Help mamba decide on CUDA variant

wolfv commented 2 years ago

Mamba currently can't properly decide which tensorflow cuda package to prefer since we don't directly depend on cudatoolkit in the tensorflow package.

Only in the tensorflow-base package we have a cudatoolkit dependency.

However, tensorflow-base is connected to tensorflow via an exact dependency.

If we'd also add the cudatoolkit to the tensorflow package, mamba would be able to select the best version.

OR we could remove the tensorflow variant completely and just have a single metapackage that depends on tensorflow-base {{ VERSION }} (but not exact). Then mamba could decide the tensorflow-base version more freely.

wolfv commented 2 years ago

What happens currently is that mamba "randomly" picks cuda 11.1 (even though cuda 11.2 would probably be preffered).

183amir commented 2 years ago

I don't think the issue is here. Mamba should be able to handle this instead.

h-vetinari commented 2 years ago

I don't think the issue is here. Mamba should be able to handle this instead.

As long as we're not compromising on the quality of the packaging (i.e. everything works as it should), I don't see why we shouldn't accommodate mamba here. Yes, it would be nicer if it were fixed in mamba, but it's used more and more (not least in CF-CI), so keeping things knowingly suboptimal has to have a commensurate benefit for not doing it (especially as the workaround is really not painful), IMO.

wolfv commented 2 years ago

@183amir the problem in this case is that we have a variant package (tensorflow) that restricts the cuda version of downstream packages. But we have no way of choosing which tensorflow package is the best without doing a global optimization.

We could change this in the following ways:

have only tensorflow pyXX meta-package (without CUDA, or even without Python!), then the tensorflow packages depends on tensorflow-base 2.6 (pyXX) and variant selection would work fine
Add a direct dependency to the same cudatoolkit from the build string, then variant selection would also work fine :)

Global optimization, with the amount of variant packages that exist in conda-forge, takes a looong time (because many branches have to be explored). I think it's good to make it as simple as possible for the solver to find the best solution.

wolfv commented 2 years ago

I tried to write down how the sorting and solving works here: https://mamba.readthedocs.io/en/latest/advanced_usage/package_resolution.html

183amir commented 2 years ago

As long as we're not compromising on the quality of the packaging (i.e. everything works as it should), I don't see why we shouldn't accommodate mamba here.

I agree.

have only tensorflow pyXX meta-package (without CUDA, or even without Python!), then the tensorflow packages depends on tensorflow-base 2.6 (pyXX) and variant selection would work fine

I don't think this is a good solution because the exact dependency on tensorflow-base is there to make sure the split packages are all installed from one build. That is, tensorflow, tensorflow-estimator, etc. are installed from one build.

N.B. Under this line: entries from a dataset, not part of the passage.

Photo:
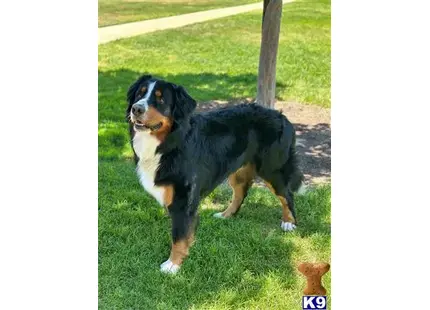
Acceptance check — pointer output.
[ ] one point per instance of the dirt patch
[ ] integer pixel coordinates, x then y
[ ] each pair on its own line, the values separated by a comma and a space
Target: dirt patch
313, 128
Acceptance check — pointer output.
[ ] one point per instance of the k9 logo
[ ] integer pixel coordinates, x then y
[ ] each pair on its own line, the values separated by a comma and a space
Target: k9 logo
314, 302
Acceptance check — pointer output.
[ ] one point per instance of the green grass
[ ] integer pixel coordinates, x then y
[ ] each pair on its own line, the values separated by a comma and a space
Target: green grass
112, 12
219, 59
242, 263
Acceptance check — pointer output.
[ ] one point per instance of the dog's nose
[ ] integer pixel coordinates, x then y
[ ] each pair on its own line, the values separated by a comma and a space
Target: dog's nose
137, 109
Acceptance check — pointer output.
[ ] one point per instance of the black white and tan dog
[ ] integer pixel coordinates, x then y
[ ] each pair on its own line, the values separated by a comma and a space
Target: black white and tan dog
181, 157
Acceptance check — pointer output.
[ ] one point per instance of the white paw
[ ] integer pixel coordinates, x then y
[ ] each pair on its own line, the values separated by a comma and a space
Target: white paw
219, 215
303, 189
169, 267
287, 226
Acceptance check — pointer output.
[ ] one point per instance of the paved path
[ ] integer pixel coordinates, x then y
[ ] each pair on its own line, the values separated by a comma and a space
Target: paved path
111, 33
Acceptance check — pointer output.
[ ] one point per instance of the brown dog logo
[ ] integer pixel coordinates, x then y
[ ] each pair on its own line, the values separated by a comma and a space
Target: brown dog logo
313, 273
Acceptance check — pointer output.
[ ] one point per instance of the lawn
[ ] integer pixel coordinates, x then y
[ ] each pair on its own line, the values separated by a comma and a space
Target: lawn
242, 263
219, 59
112, 12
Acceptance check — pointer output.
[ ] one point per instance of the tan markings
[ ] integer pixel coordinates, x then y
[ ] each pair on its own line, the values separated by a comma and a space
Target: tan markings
169, 193
287, 216
164, 130
240, 181
313, 273
153, 117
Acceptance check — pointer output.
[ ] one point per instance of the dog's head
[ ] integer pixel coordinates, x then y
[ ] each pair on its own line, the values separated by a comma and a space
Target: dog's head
155, 105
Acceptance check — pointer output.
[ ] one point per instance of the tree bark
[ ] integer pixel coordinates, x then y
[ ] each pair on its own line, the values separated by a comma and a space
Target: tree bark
266, 84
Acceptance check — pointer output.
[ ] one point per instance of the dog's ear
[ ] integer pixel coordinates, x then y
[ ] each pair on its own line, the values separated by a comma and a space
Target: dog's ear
134, 87
184, 104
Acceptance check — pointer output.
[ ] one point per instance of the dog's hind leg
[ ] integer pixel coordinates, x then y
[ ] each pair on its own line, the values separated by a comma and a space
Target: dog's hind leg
240, 181
285, 196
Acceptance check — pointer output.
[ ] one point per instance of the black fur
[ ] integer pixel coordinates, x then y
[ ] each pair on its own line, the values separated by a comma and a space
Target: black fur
203, 149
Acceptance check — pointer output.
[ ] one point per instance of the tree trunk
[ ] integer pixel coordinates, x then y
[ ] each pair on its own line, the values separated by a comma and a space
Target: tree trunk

Add a direct dependency to the same cudatoolkit from the build string, then variant selection would also work fine :)

I am not sure what this means. Could you please explain more? Maybe you could show how the recipe would look like.

izahn commented 2 years ago

This might be a separate topic, but do we actually need both tensorflow and tensorflow-base packages? Currently the only difference between mamba create -d -n test "tensorflow=*=cuda112*" and mamba create -d -n test "tensorflow-base=*=cuda112*" is that the first one installs tensorflow and tensorflow-estimator. The same is true for "tensorflow-base=*=cuda112*" vs. "tensorflow-base=*=cuda112*". Unless there is a common need to install tensorflow without tensorflow-estimator that doesn't make much sense to me.

wolfv commented 2 years ago

So right now we have the following situation:

tensorflow-py39-cuda112
depends on
- python 3.9
- tensorflow-base py39-cuda112 (heavily constrained, can only use a single tensorflow-base!)
tensorflow-py38-cuda112
- depends on python 3.8
- tensorflow-base py38-cuda112
tensorflow-py39-cuda111
- depends on python 3.8
- tensorflow-base py39-cuda111

So here, mamba can correctly decide for tensorflow-py39... but cannot select the cuda variant because it cannot judge by inspecting the first order dependencies.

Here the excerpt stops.